Plus de 100 milliards d’euros consacrés en 2005 au financement des dépenses de santé.
10 milliards d’euros d’indemnités versés aux salariés par la branche AT-MP (Accidents du travail-Maladies professionnelles) du régime général de la Sécurité sociale.
Par comparaison, les dépenses au titre de la Prévention apparaissent modestes, même si l’effort consenti par les entreprises au titre de la Santé au travail est très important :
1 milliard d’euros environ en 2005.
A travers ces données chiffrées, on constate que, 60 ans après la création de la Médecine du travail par la loi du 11 octobre 1946, des progrès importants demeurent à faire pour développer la prévention en général et la prévention des risques liés au travail en particulier.

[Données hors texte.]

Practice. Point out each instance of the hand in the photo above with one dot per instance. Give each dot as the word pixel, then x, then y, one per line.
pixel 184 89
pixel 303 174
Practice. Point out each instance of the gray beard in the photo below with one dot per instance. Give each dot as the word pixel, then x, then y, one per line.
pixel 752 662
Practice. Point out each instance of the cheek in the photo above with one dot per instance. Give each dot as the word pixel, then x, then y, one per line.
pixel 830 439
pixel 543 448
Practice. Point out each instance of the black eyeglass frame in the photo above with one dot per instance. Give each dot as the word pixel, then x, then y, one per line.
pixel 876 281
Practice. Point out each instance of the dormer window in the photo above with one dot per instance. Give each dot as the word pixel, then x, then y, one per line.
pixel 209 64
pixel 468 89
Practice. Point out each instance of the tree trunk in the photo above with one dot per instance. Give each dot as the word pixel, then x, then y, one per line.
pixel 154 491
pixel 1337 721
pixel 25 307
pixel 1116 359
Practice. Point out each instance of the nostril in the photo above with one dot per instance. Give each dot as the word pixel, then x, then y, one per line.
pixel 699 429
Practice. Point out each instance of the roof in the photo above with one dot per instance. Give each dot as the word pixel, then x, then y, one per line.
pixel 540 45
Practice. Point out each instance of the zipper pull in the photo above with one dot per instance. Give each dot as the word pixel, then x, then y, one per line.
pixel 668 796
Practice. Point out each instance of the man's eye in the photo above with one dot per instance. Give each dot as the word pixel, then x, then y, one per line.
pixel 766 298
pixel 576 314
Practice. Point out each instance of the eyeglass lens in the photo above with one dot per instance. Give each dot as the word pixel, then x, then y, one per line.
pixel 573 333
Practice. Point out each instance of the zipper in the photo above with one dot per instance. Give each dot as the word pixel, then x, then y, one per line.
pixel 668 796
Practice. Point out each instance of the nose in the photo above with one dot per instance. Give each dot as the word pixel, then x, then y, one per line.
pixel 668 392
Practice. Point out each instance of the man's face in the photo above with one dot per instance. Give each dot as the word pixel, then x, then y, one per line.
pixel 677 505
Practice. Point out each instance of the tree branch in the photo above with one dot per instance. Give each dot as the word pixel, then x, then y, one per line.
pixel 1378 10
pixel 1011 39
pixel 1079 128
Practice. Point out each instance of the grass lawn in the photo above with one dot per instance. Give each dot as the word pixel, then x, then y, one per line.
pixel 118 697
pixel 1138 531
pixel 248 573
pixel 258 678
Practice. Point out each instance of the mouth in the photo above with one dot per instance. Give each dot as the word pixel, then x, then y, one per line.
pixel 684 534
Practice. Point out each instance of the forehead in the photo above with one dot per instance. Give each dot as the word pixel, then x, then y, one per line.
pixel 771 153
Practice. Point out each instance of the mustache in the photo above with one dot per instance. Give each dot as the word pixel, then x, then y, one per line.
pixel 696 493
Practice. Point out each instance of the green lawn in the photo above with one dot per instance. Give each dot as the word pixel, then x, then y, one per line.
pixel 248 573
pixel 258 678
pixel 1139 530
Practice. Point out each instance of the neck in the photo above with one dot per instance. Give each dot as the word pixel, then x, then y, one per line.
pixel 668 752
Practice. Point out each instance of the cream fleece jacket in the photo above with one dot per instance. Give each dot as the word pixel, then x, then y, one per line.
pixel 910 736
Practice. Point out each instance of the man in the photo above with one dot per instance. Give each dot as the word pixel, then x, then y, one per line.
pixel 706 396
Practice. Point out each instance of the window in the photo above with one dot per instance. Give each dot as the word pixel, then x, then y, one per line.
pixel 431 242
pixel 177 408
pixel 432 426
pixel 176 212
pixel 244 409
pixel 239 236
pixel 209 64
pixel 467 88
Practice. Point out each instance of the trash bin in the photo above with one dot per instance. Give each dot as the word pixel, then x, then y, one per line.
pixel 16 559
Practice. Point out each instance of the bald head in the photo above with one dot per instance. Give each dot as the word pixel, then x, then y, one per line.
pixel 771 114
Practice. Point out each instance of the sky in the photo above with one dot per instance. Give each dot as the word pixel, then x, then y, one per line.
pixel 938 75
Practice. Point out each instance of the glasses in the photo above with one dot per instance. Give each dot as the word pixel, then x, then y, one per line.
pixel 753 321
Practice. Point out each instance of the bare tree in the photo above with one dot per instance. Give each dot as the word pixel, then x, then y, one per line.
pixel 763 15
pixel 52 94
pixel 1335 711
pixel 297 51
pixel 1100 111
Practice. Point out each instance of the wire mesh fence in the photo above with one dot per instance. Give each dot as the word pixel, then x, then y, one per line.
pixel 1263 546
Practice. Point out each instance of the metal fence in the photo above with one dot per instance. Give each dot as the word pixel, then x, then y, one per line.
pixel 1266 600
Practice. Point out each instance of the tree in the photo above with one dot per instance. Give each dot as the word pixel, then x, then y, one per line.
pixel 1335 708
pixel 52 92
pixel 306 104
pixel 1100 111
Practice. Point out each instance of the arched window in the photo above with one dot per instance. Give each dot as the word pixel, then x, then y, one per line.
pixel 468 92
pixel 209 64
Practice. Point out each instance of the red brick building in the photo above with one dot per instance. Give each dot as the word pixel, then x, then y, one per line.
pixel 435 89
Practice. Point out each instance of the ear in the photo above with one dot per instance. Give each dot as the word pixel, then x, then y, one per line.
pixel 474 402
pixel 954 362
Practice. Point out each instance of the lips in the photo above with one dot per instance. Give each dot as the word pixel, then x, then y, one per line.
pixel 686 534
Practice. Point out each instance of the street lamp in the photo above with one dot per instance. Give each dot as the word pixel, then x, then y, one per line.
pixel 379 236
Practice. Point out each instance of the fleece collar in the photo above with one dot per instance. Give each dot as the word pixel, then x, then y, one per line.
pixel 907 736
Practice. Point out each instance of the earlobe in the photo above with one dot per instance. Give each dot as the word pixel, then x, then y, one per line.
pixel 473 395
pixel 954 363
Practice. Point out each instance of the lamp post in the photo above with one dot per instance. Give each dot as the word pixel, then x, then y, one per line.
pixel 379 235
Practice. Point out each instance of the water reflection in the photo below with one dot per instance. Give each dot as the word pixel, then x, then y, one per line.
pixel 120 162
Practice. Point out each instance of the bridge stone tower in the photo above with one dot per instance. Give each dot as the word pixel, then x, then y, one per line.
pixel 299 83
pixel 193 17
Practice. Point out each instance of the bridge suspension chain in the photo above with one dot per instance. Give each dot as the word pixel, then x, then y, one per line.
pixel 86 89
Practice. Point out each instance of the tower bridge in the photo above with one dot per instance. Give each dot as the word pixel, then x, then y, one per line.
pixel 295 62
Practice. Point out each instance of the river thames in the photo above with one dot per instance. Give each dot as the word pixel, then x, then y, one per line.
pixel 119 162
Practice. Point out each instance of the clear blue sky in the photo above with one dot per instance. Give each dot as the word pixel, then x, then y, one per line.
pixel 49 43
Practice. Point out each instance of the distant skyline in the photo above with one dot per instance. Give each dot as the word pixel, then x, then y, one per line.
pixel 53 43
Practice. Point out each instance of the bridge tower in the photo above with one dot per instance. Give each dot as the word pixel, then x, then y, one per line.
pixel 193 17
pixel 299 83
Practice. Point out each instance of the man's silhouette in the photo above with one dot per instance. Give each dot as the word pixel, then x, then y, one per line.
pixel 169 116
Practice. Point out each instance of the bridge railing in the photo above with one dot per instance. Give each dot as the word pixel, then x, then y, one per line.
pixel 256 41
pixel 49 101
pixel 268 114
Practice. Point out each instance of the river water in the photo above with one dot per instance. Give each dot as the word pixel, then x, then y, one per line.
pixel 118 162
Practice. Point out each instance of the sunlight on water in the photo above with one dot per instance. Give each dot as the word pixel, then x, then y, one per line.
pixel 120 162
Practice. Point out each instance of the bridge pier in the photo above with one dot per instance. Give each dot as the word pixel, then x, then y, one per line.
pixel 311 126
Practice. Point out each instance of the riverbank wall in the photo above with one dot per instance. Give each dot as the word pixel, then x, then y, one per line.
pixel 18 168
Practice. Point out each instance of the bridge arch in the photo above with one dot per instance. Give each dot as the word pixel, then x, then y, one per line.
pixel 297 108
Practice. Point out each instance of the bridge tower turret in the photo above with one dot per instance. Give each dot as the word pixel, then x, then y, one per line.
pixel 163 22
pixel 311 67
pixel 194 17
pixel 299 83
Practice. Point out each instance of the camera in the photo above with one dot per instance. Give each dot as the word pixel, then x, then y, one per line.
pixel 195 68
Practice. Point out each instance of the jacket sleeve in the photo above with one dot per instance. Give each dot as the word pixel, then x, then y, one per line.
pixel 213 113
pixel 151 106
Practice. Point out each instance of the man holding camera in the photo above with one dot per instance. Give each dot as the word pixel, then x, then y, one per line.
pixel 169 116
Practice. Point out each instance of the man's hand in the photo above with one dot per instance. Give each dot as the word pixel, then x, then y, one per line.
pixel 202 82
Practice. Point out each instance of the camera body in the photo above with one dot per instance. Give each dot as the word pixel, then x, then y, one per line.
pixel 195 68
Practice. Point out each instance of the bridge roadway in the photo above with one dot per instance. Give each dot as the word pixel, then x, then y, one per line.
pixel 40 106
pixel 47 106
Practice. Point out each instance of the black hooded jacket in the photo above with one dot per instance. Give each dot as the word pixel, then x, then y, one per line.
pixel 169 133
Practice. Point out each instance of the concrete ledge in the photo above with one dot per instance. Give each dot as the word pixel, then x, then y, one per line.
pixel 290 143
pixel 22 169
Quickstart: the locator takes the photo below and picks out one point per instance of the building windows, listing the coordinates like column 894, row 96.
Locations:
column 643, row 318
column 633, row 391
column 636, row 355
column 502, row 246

Une impulsion nouvelle a été donnée récemment à cette dernière, avec trois textes majeurs :
- l’accord des partenaires sociaux du 13 septembre 2000, relatif à la Santé au travail et à la Prévention des risques professionnels ;
- la loi de modernisation sociale du 17 janvier 2002, qui réorganise les Services interentreprises de Santé au travail et définit de nouvelles missions pour les médecins du travail ;
- le « Plan Santé au travail 2005-2009 », rendu public le 17 février 2005.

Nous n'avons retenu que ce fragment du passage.